A recent review study that included campus researchers found that shifting dynamics within the forest community have led to global forests becoming younger and smaller.
The review study’s primary finding was that global forests are decreasing in terms of tree size due to increased mortality of large trees, according to co-author and UC Berkeley graduate student Adam Hanbury-Brown.

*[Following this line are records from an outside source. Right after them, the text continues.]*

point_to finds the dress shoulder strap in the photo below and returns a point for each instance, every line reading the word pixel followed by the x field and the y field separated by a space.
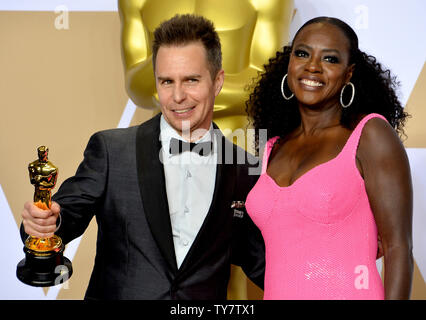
pixel 267 151
pixel 353 141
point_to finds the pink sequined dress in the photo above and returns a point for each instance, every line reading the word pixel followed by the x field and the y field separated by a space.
pixel 320 233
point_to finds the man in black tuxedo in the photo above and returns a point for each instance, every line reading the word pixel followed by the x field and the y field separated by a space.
pixel 163 192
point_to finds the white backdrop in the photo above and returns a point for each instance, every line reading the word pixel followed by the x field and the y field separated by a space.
pixel 393 31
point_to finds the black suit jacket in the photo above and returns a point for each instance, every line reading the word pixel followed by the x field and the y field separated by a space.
pixel 121 181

He added that the study found smaller trees cannot store as much carbon as bigger trees, which leads to a reduction in the amount of carbon that forests can store.
“This is occuring in response to anthropogenic land use change, increasing frequency and severity of disturbances (such as drought, wildfire, and insect outbreaks), and climate change,” Hanbury-Brown said in an email.

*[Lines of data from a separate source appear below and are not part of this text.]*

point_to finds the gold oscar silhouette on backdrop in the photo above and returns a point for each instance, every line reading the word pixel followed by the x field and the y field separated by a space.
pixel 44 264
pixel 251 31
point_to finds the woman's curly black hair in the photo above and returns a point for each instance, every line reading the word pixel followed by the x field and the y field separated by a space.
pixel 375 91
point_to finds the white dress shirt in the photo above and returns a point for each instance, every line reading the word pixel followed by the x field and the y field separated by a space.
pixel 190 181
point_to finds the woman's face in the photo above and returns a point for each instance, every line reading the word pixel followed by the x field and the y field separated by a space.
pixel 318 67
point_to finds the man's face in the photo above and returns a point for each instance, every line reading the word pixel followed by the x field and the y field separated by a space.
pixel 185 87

The researchers compiled, integrated and interpreted vast amounts of information from published studies for this review study, according to co-author and forest ecologist Kristina Anderson-Teixeira, who also leads the ForestGEO Ecosystems and Climate Program.
The author list includes many top experts in the field, each of whom contributed content in their specific area of expertise, Anderson-Teixeira added.
According to Matteo Garbelotto, a campus professor and principal investigator for the UC Berkeley Forest Pathology and Mycology Lab, about 80% of Earth’s biodiversity is found in forests — with a significant portion of that residing in what is defined as old-growth forests.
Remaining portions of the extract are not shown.